Friday, May 30, 2014

1. Cold agglutinins are usually due to infections or lymphoproliferative disorders
- Lymphoproliferative disorders: anything involving increased production of antibodies (i.e B-cell cancers), so waldenstrom's macroglobulinemia, lymphoma, CLL, multiple myeloma.
- Viral infections: CMV, EBV (60% of mono pts will have cold agglutinins, but hemolytic anemia is rare), VZV, Mumps, rubella, HIV, influenza
- Bacterial infections: legionella, e.coli, syphilis, listeria
- Parasitic infections: trypanosomes, malaria
- CANOMAD syndrome (chronic ataxic neuropathy ophthalmoplegia M-protein agglutination disialosyl antibodies): gait and upper-limb ataxia, external ophthalmoplegia, cold agglutinins, IgM paraprotein, and anti-disialosyl antibodies. Neurologic and hematologic symptoms respond to rituximab.
2. Warm agglutinins: 
- 80% of all autoimmune hemolytic anemia (AIHA).
- Always polyclonal. IgG1 and IgG3 are the most destructive, and the people with AIHA with a significant component of one or either will have a more advanced, aggressive course. The composition of Ig subtypes is unique and does not always reflect serum composition.
- Usually caused by drugs
- Drugs: cephalosporins (cefotetan most commonly, ceftriaxone next), penicillins (esp piperacillin), NSAIDs,
- Systemic autoimmune diseases: Lupus, RA
- S/p URI
- CLL
3. Acute chest
- Infarctions may lead to secondary infections, so pneumonia in a homozygous sickle cell patient may represent ACS
- Multiple infarctions -> pulmonary congestion, shunting of blood, hypoxia -> more sickling
- Treat with exchange transfusion to goal of HbA > 50% to decrease sickling.
- Hydroxyurea is good to prevent sickle crises (increases Hb F production), but is not an effective treatment in the acute setting.

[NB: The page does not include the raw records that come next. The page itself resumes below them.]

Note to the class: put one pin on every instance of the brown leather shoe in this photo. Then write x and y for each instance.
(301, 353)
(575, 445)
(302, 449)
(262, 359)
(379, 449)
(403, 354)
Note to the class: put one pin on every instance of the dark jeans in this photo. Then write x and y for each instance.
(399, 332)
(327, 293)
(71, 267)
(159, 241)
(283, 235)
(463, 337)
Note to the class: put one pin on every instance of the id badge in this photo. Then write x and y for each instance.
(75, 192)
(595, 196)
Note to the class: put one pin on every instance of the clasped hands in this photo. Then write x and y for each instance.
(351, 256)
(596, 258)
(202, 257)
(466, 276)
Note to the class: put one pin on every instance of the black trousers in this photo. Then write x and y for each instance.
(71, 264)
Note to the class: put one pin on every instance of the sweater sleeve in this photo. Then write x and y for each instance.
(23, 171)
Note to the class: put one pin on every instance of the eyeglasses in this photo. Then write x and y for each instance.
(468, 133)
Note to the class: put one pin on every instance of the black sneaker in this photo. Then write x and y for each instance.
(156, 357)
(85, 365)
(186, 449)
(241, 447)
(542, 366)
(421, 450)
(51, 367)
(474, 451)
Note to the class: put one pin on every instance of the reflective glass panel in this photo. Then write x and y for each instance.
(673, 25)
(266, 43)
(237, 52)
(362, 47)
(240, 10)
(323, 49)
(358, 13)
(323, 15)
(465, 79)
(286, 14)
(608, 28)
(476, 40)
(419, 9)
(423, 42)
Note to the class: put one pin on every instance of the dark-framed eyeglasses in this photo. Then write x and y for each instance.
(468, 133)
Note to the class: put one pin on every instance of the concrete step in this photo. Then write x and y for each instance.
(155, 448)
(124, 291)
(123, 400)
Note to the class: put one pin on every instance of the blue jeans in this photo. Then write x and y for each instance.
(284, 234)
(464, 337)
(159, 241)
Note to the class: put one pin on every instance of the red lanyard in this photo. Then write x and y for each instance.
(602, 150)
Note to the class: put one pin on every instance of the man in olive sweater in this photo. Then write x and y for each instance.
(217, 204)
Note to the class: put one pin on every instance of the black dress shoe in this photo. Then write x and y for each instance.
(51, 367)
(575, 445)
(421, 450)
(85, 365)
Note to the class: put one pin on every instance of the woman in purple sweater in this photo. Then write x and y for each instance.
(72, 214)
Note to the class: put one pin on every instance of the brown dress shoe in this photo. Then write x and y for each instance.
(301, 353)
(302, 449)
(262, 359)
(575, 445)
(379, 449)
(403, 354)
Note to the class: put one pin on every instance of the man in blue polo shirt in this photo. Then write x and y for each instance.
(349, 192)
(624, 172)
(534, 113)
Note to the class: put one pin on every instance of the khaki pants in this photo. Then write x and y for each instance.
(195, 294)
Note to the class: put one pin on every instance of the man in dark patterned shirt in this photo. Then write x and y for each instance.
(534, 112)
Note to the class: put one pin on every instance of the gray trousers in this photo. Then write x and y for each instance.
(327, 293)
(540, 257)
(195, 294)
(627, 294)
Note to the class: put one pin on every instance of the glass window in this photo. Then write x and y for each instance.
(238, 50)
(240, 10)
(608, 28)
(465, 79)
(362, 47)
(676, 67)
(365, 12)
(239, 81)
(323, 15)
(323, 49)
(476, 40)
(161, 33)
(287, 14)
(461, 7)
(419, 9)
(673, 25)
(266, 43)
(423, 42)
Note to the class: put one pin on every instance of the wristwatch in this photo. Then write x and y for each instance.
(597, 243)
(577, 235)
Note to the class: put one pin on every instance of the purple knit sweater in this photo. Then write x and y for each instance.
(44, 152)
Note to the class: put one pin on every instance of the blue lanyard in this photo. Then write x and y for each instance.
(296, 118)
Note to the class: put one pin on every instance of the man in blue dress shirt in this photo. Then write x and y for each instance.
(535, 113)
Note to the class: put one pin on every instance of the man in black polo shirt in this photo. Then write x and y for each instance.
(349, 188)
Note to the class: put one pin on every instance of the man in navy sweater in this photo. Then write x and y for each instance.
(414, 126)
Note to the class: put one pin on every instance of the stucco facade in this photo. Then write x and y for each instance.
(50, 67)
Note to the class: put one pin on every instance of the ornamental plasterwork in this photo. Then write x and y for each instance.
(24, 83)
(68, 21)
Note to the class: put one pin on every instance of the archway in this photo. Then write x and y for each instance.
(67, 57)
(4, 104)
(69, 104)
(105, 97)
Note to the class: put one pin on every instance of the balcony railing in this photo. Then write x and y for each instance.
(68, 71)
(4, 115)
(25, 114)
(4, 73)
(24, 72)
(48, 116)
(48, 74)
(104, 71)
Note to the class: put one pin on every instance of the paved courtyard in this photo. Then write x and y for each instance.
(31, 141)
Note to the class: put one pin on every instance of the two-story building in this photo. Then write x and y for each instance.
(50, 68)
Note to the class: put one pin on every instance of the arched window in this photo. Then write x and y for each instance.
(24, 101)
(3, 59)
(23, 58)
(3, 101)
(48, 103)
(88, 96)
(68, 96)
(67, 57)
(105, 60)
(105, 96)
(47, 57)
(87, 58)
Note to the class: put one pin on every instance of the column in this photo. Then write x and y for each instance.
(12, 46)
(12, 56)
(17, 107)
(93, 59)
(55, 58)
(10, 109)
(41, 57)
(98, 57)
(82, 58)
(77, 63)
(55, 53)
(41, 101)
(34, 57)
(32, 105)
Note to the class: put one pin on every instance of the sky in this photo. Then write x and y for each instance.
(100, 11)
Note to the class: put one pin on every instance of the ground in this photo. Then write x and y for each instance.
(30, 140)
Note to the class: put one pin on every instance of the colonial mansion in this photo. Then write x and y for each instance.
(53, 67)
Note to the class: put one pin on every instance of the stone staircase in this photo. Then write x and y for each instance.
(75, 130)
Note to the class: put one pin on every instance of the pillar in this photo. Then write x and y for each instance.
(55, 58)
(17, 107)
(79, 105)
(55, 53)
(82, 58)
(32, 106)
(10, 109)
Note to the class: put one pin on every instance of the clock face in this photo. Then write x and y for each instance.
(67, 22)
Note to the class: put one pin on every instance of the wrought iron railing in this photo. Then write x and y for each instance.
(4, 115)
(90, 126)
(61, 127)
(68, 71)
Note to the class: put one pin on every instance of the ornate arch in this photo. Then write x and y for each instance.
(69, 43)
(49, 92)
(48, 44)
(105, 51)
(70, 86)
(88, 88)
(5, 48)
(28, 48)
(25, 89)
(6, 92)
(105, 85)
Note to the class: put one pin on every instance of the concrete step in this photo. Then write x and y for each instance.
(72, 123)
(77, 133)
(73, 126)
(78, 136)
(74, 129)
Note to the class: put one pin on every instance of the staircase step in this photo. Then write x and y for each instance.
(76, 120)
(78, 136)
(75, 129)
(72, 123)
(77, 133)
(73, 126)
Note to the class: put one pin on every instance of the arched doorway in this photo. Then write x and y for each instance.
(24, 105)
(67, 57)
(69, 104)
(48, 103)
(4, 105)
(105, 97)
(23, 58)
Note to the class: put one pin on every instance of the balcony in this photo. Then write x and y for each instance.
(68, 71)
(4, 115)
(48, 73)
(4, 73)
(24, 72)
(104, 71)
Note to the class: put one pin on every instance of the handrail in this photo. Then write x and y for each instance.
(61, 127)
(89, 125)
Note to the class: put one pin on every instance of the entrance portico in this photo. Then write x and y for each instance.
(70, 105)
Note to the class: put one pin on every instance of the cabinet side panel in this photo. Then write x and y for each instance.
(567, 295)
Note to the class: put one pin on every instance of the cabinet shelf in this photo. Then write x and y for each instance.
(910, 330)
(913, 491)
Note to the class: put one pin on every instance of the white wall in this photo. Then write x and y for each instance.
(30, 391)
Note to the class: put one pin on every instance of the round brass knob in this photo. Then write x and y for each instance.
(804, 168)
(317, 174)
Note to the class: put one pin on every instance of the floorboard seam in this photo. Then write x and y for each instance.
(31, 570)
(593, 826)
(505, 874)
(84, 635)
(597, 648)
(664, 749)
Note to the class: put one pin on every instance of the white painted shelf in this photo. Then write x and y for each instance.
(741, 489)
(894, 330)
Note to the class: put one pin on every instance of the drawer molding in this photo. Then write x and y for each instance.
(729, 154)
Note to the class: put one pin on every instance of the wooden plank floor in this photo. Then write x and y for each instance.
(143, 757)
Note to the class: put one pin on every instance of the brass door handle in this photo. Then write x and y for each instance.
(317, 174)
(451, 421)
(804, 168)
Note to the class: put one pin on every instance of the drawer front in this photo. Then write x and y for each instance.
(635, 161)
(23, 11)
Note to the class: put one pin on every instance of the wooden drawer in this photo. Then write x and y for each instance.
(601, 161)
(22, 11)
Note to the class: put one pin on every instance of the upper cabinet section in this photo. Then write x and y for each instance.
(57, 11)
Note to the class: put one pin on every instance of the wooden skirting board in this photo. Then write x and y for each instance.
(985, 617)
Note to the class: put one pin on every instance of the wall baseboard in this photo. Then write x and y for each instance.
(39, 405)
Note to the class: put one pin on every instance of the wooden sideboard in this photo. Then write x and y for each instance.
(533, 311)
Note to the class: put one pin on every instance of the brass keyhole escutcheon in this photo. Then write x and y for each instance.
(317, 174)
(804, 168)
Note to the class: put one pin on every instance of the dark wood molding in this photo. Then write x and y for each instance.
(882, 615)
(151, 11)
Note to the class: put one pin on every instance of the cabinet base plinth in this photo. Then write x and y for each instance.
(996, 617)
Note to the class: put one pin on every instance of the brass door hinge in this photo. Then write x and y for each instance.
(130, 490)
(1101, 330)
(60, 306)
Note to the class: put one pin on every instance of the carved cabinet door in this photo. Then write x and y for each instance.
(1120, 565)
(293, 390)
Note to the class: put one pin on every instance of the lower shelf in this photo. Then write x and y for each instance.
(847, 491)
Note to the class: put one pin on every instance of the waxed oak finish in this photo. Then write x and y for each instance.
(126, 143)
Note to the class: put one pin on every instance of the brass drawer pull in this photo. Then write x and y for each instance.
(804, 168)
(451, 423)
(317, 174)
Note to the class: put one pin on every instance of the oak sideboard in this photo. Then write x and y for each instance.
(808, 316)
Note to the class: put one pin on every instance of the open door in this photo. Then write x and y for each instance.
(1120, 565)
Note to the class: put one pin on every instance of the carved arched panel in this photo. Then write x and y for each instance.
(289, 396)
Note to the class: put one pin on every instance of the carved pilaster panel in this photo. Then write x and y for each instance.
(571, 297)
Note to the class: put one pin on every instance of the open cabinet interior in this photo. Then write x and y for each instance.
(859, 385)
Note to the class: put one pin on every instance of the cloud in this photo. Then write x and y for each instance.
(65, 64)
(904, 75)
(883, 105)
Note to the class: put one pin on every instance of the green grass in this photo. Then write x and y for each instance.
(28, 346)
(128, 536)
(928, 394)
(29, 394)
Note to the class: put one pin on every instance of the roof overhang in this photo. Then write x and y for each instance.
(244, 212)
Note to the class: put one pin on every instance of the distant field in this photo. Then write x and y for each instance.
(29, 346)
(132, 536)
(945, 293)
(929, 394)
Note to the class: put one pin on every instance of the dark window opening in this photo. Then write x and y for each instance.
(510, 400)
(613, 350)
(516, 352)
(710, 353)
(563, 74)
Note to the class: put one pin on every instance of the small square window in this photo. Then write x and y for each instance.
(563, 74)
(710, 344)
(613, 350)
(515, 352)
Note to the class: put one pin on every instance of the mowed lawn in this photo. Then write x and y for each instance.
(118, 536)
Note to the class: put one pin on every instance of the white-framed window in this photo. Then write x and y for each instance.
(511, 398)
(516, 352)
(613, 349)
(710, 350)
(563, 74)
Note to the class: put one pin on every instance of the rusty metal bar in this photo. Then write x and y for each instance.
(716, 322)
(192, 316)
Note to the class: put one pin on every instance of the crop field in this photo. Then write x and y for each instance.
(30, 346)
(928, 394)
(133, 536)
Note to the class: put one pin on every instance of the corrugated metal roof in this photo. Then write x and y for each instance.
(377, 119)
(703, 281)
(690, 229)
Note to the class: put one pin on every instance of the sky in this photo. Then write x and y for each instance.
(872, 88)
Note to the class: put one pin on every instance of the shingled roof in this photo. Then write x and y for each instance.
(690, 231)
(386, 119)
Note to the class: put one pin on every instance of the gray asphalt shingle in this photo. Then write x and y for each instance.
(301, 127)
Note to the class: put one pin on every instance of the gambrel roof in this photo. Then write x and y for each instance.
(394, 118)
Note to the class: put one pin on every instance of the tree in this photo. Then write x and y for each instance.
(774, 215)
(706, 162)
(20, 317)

4. Osteonecrosis (aka avascular necrosis) of the femoral head:
- Common in sickle cell, hypercoagulability (i.e. antiphospholipid), steroid use, gout, alcohol use, lupus, s/p trauma, gout.
- Unclear why alcohol use causes this... but there is a clear relationship. Compared to demographically matched controls, RRs of osteonecrosis of the femoral head were 3.3, 9.8, and 17.9 for current consumers of less than 400, 400-1000, and greater than or equal to 1000 ml/week of alcohol {source}
- CXR: initially will show nothing, later on may show increased density (marrow infarction -> calcification). MRI is >90% sensitive, good for detection in the early phases.
- Can use radionuclide bone scan in people who can't get MRI- although this is not as sensitive.
5. Complex regional pain syndrome/reflex sympathetic dystrophy
- pain in the extremities, swelling, local vasomotor instability (hot flashes), limited range of motion,
- local osteoporosis (bone densitometry scan)
6. Septic arthritis: 
- Always should suspect in acute onset monoarticular arthritis, but is uncommon in the absence of prosthetic hip, recent trauma/surgery, previous hip disease
7. Platelet transfusion should be avoided in consumptive processes unless there is life-threatening bleeding.
8. TTP
- ADAMTS13 normal levels: 65-133%, in fulminant TTP expect to be very low.
- More importantly, ADAMTS13 inhibitor should be positive. No inhibitor = No TTP
9. Evans syndrome: 
- Coombs+ warm AIHA + ITP
- Smear: spherocytes/microspherocytes + decreased platelets + elevated retics
- Tx like TTP: steroids and IVIg. children have a good response to steroids.
10. Thrombocytopenias: 
- Pseudothrombocytopenia: where platelets agglutinate in large clumps, occasionally to neutrophils but sometimes to other cell types. These large platelet clumps are not read by the cell counter and you get a falsely low platelet count. Repeat the test with heparin or sodium citrate (instead of EDTA).
- Gestational: occurs in 5% of pregnancies, appears in late gestation. Platelets are 70-150K. Generally no treatment.
- ITP: no findings other than low platelets. No large spleen, no adenopathy, no abnormal white or red cell morphology. Sometimes you will see giant (i.e. immature) platelets on smear.